What is striking, then, is how far much apart from a shared monarchy is 'up for grabs', a sort of vast pick and mix from which people can take their identity. Mark Easton examined this through institutions - no other country has anything like the BBC, or the NHS, for example. But these are peculiar institutions to pick, not least because they are very recent, but also because they are a bit nebulous. When we talk about the BBC, are we really saying we like high quality TV with no adverts? Is that strong enough to be an identity? Or are we talking about Reithian values, in which case how far does even the BBC represent this? It's a similar issue with the NHS - do we mean the original intention of a service free at the point of use, and (presumably) not managed via an immense queuing system? In which case we don't mean quite what we have now, with charges for dental and optical treatment and prescriptions - even for car parking - and sometimes long waits to see consultants and for operations? I think the BBC and NHS both represent an idea that we like, but may not in practice experience very much. In that sense we might include the Church of England as well - as Yes Prime Minister put it, no-one goes to it, but we all feel better knowing it's there.

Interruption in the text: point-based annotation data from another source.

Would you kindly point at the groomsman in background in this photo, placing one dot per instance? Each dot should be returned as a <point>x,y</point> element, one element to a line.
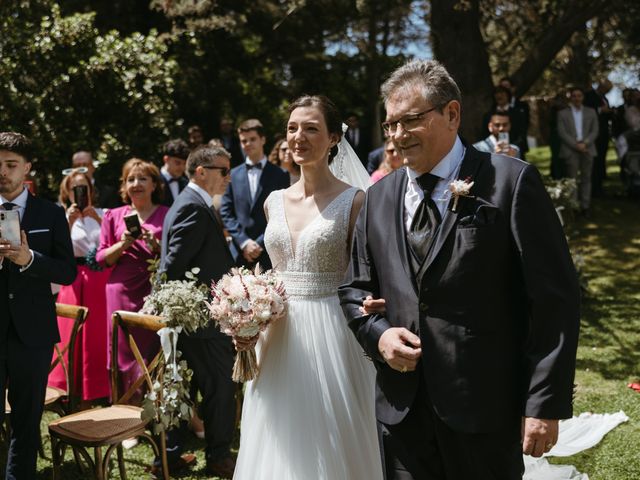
<point>578,130</point>
<point>28,325</point>
<point>242,204</point>
<point>174,157</point>
<point>597,99</point>
<point>192,236</point>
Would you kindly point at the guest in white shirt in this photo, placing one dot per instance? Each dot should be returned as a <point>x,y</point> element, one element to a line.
<point>578,130</point>
<point>90,373</point>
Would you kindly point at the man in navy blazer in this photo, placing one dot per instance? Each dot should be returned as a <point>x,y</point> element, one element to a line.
<point>28,326</point>
<point>242,204</point>
<point>475,351</point>
<point>193,236</point>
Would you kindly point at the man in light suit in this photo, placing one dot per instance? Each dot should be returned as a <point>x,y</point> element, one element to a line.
<point>242,204</point>
<point>28,325</point>
<point>192,236</point>
<point>174,159</point>
<point>578,130</point>
<point>475,349</point>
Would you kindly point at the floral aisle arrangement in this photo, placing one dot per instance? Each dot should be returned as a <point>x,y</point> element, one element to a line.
<point>244,303</point>
<point>182,306</point>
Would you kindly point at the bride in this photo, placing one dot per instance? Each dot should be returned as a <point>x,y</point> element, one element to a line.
<point>310,412</point>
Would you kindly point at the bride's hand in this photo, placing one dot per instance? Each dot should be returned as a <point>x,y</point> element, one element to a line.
<point>371,305</point>
<point>243,343</point>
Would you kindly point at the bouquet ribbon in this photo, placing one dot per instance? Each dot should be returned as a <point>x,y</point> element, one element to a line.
<point>169,342</point>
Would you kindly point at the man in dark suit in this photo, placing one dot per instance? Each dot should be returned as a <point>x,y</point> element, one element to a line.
<point>174,158</point>
<point>192,236</point>
<point>28,326</point>
<point>242,204</point>
<point>479,336</point>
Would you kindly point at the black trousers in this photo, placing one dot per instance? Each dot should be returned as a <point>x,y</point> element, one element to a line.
<point>23,371</point>
<point>211,360</point>
<point>423,447</point>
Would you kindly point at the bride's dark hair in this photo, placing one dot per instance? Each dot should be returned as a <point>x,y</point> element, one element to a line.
<point>332,117</point>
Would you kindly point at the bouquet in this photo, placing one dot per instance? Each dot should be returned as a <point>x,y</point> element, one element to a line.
<point>181,305</point>
<point>244,303</point>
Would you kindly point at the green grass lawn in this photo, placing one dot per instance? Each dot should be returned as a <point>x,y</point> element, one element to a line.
<point>608,355</point>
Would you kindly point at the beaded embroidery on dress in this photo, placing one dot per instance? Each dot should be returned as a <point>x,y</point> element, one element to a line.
<point>310,413</point>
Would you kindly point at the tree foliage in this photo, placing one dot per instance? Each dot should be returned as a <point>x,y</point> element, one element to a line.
<point>69,87</point>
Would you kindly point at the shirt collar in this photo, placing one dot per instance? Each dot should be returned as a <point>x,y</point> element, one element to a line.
<point>447,166</point>
<point>263,162</point>
<point>20,201</point>
<point>208,199</point>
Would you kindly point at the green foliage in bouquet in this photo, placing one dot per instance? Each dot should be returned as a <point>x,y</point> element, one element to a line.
<point>181,304</point>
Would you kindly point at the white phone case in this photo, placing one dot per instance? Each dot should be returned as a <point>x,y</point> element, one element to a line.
<point>10,227</point>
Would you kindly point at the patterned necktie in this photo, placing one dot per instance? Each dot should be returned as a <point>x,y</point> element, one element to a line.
<point>425,221</point>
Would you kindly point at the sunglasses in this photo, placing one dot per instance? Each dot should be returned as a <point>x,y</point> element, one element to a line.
<point>69,171</point>
<point>223,170</point>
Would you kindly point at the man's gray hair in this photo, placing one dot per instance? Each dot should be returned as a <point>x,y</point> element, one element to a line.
<point>429,77</point>
<point>204,156</point>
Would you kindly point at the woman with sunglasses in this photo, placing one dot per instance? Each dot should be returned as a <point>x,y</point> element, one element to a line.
<point>90,375</point>
<point>128,253</point>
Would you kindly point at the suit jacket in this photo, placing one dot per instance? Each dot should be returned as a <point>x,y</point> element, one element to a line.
<point>193,237</point>
<point>25,297</point>
<point>495,302</point>
<point>168,195</point>
<point>245,219</point>
<point>567,131</point>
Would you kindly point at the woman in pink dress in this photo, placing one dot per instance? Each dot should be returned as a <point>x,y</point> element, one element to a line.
<point>91,377</point>
<point>142,190</point>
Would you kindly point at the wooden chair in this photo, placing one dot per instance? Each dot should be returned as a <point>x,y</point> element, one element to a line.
<point>56,399</point>
<point>107,427</point>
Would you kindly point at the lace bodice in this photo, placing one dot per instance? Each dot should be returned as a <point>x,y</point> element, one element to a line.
<point>317,263</point>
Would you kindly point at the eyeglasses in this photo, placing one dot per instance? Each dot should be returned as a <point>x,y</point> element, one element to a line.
<point>223,170</point>
<point>409,122</point>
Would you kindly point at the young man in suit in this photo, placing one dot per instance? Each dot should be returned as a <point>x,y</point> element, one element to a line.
<point>578,131</point>
<point>174,158</point>
<point>475,351</point>
<point>192,236</point>
<point>242,204</point>
<point>28,325</point>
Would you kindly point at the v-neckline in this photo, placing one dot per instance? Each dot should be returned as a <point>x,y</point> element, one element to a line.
<point>294,247</point>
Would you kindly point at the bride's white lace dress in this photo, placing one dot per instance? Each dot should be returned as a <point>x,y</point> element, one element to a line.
<point>310,412</point>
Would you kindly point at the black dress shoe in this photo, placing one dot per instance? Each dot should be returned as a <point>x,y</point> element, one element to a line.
<point>185,462</point>
<point>222,468</point>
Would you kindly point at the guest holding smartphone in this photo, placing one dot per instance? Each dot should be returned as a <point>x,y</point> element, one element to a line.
<point>91,376</point>
<point>142,190</point>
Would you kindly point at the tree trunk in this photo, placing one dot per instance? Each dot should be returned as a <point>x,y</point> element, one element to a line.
<point>459,46</point>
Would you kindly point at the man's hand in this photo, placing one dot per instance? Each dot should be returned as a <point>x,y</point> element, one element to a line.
<point>243,343</point>
<point>400,349</point>
<point>20,255</point>
<point>371,305</point>
<point>74,214</point>
<point>538,435</point>
<point>251,251</point>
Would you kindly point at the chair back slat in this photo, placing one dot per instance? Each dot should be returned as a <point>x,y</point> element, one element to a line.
<point>123,322</point>
<point>79,315</point>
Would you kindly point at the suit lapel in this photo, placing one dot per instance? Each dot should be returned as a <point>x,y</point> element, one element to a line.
<point>400,187</point>
<point>470,165</point>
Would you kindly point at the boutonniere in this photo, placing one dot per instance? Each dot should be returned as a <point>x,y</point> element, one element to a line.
<point>460,188</point>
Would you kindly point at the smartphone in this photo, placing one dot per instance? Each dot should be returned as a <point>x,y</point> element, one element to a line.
<point>10,227</point>
<point>81,194</point>
<point>133,224</point>
<point>503,137</point>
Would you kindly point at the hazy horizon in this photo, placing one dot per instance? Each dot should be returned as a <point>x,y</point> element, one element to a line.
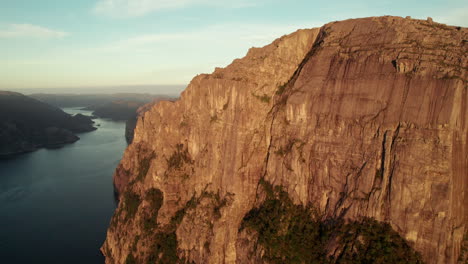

Scottish nationalism in this sense is an extension of these themes. It's noticeable that the SNP isn't proposing to break with the monarchy (and why should it? It belongs to Scotland too). In other words, the one uncontestable unifying factor isn't going to change. But how politics and government is organized in the countries that share that monarchy is most definitely up for grabs. Perhaps it's relevant in this context that when Scottish devolution took place in the late 1990s, even the role of the BBC was an issue, including the idea of a separate Scottish edition of the 6 o'clock news. Recently the SNP has argued that the Union itself imperils the NHS, and whatever the merits of that argument, it would seem to be true that the version of the NHS that most closely resembles the original idea is in the devolved areas of the UK.
One could regard constitutional arrangements simply as a matter of what the majority want, i.e. 50% + 1 vote. But in practice in other countries, most constitutional changes require bigger mandates - 2/3rds at least. This suggests that constitutional issues are much more about consensus than majority views. In other words, it's not enough for 50% + 1 to vote in favour - it's much more a question of starting at what everyone agrees with and then achieving as much co-ordination and consistency as possible while retaining as much support as possible. And maybe the issue here is that once we move beyond the monarchy, there isn't much that everyone agrees is a good idea. Beyond this is a mass of regional identities, some of which might be shared by 'super-regions' (broadly what the north/south debate seems to me to be about). What's striking about the debate on Scottish independence is that the Scots are ahead of the rest of us in terms of defining themselves (as well they might be), and thus what they want the constitutional settlement to be, within the monarchy.